I’m old enough to remember when we thought that no computer would ever truly master the game of chess. We believed that the intricacies of the game and the subtleties of sacrifice were beyond a machine. In 1996, Gary Kasparov proved us right. A solid 4–2 victory (really 3–1 with 2 draws) by Kasparov was undeniable proof that the human mind was the superior processor. Isaac Asimov’s and Philip K Dick’s fictional visions of the future, where robots and androids threatened the existence of mankind, were just interesting bits of reading and nothing more.
And then, 1 year later, the rematch happened. And Kasparov lost. My 12 year old brain conjured visions of Skynet, and HAL, and Replicas and every other scary AI apocalypse I’d ever read or seen on a screen. If the best of us could be beat, what were our chances of survival? Luckily, I was talked down by my father, who reminded me that humans always came out on top in those stories. What preteen would need more comfort than that.

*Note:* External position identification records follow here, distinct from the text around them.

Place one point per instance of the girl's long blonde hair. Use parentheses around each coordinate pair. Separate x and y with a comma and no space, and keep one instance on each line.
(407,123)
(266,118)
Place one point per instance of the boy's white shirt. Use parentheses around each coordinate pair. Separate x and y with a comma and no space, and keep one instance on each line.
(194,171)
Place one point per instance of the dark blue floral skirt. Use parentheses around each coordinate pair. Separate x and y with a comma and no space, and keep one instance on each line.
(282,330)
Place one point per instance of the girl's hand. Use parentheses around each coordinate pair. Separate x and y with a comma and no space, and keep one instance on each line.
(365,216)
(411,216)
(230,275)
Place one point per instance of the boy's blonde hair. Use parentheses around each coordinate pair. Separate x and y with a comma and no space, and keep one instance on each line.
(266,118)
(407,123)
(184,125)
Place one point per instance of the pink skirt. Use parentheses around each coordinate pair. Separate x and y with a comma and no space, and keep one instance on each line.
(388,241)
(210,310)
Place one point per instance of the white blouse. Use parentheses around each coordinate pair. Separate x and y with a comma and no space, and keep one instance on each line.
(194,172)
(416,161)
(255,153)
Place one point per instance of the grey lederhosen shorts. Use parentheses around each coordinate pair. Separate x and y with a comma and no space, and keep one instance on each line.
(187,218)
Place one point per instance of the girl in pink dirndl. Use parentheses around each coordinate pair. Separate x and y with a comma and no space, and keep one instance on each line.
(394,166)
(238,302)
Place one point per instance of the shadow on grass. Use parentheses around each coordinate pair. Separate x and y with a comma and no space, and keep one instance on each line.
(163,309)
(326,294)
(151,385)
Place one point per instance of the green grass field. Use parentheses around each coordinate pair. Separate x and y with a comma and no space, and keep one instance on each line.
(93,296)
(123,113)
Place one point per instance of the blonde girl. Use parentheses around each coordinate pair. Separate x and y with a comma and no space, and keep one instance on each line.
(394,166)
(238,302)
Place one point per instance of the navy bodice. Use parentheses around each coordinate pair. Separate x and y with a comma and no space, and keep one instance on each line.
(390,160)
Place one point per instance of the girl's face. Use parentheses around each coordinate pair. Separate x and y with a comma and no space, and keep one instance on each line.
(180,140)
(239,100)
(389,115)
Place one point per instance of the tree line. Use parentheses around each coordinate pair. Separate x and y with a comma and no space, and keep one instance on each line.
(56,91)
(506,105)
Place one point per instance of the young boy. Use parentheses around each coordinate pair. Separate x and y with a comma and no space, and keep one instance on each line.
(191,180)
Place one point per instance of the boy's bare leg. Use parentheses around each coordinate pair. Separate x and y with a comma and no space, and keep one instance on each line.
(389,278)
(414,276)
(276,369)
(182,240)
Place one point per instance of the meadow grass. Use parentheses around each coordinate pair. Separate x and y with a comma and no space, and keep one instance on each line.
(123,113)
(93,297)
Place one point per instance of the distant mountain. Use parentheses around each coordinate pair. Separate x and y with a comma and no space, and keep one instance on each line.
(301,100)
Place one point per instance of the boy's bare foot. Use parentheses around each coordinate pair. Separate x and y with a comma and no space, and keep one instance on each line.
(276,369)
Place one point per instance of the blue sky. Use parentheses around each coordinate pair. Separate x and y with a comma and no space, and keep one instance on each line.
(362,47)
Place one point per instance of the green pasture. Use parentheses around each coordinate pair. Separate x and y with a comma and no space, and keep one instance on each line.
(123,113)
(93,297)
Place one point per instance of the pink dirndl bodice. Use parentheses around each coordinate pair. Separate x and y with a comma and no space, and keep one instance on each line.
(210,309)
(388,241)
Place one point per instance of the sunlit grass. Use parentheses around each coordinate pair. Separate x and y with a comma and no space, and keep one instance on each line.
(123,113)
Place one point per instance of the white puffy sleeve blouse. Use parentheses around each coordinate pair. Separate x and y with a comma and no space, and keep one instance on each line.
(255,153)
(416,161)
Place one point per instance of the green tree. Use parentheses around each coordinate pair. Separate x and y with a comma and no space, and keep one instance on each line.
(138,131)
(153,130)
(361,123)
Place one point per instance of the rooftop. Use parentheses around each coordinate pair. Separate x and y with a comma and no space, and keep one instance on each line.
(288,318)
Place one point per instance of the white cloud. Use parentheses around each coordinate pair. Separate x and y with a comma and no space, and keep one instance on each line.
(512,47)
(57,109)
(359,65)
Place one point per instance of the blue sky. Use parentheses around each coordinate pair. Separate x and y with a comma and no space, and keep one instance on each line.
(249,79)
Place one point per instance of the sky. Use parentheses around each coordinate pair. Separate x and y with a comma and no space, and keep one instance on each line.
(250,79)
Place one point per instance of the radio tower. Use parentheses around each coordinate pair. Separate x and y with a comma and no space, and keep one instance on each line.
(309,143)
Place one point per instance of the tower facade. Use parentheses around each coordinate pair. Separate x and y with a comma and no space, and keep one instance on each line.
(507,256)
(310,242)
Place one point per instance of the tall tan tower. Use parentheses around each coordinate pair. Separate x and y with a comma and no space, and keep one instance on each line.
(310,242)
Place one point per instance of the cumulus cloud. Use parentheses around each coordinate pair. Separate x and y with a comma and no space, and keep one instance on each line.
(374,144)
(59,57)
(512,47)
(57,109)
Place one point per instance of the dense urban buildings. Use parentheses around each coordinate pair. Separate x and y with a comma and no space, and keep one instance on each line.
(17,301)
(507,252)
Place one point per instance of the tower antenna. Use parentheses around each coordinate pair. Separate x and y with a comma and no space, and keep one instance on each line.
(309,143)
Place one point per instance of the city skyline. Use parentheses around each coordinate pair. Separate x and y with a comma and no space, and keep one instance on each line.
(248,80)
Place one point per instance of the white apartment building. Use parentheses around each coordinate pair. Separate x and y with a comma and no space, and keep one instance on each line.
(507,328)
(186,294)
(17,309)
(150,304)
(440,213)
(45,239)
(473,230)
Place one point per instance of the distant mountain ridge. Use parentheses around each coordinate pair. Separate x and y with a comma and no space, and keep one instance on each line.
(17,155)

Fast forward 23 years and cars are driving themselves, Pandora knows my taste better than I do, and Facebook and Google…are Facebook and Google. Machine learning is absolutely, undeniably, and undisputedly the future. And since I would like to be a part of the future, I’ve decided to take the first steps to becoming a Data Scientist.
Right now, I’m learning to code in Python, discovering what Jupyter and Google Collaborative notebooks are. I’ve floundered around with python libraries, struggled with the silliest syntax errors imaginable, and felt the joy of completing my first assignment. I’ve barely scratched the surface of what I need to know, just to start learning about Machine learning, but I’m excited and can’t wait to dig further. The Future looks bright.